Meet Soipan Tuya, the first woman to be nominated to Cabinet from Maasai community
The new Cabinet Secretary (CS) nominee for the Environment and Forestry, Roselinda Soipan Tuya, is an astute politician who has risen through the ranks in government and beat all odds to become the first Maasai woman to be nominated to the Cabinet in Kenya.
The former Woman Representative for Narok County and daughter of former Narok South Member of Parliament (MP), Samson Ole Tuya and referred to as Narok's 'Iron Lady' exited elective politics earlier this year but had been nominated to the Senate by President William Ruto's United Democratic Alliance (UDA) party.
Should Parliament approves her nomination, she will replace the outgoing Environment CS Keriako Tobiko, a fellow tribesman who hails from Kajiado County.

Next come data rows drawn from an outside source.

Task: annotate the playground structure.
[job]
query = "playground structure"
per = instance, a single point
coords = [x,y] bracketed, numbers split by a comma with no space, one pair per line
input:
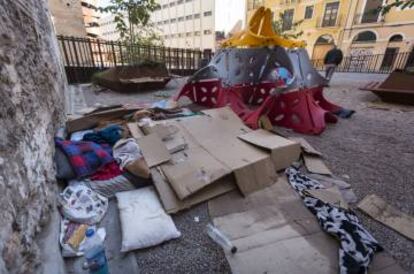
[258,73]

The Master's of Law (LL.M) graduate from the University of Washington, USA, and a Bachelor of Law holder from the University of Nairobi had served two terms as Narok Woman Representative before abandoning her quest to vie for the Narok gubernatorial seat.
In late February, after several months of push and pull between her, Narok West MP Gabriel Tongoyo, and former Labour CAS Patrick Ntutu, she dropped her ambition in a deal brokered by UDA party leader Ruto.
After abandoning her county seat ambitions, Tuya, 42, joined Ruto's campaign secretariat and was behind the development of the UDA Women Charter.
Soipan Tuya's work as Woman Rep
Tuya who thanked President Ruto for the nomination said she dropped her bid for governor with her head held high, having done her best with the limited resources she had as Woman Rep.
"When we were elected in 2013 as Woman Representatives, we had zero funds. We fought and we got Kshh40 million annually, which is very little, especially for a vast county like Narok, but still, we had to accept and utilise it to make an impact," said the mother of two.
She is married to former Narok County Assembly Majority leader Stephen ole Kudate.
Among the programs she ran in her docket were issuing water tanks, sanitary towels, and funds to empower vulnerable groups such as women, youth, and people with disabilities.
She said under the National Government Affirmative Action Fund, she supported 100 bright students from poor backgrounds who are now in secondary schools.
She describes herself as privileged having had opportunities that are not easily accessible to women in her Maasai community.
Before joining politics, she worked in different capacities for various government and civil society organisations, including the United States Agency for International Development (USAID), Kituo cha Sheria and the former Ministry of Justice and Constitutional Affairs, and as a United Nations Volunteer Specialist.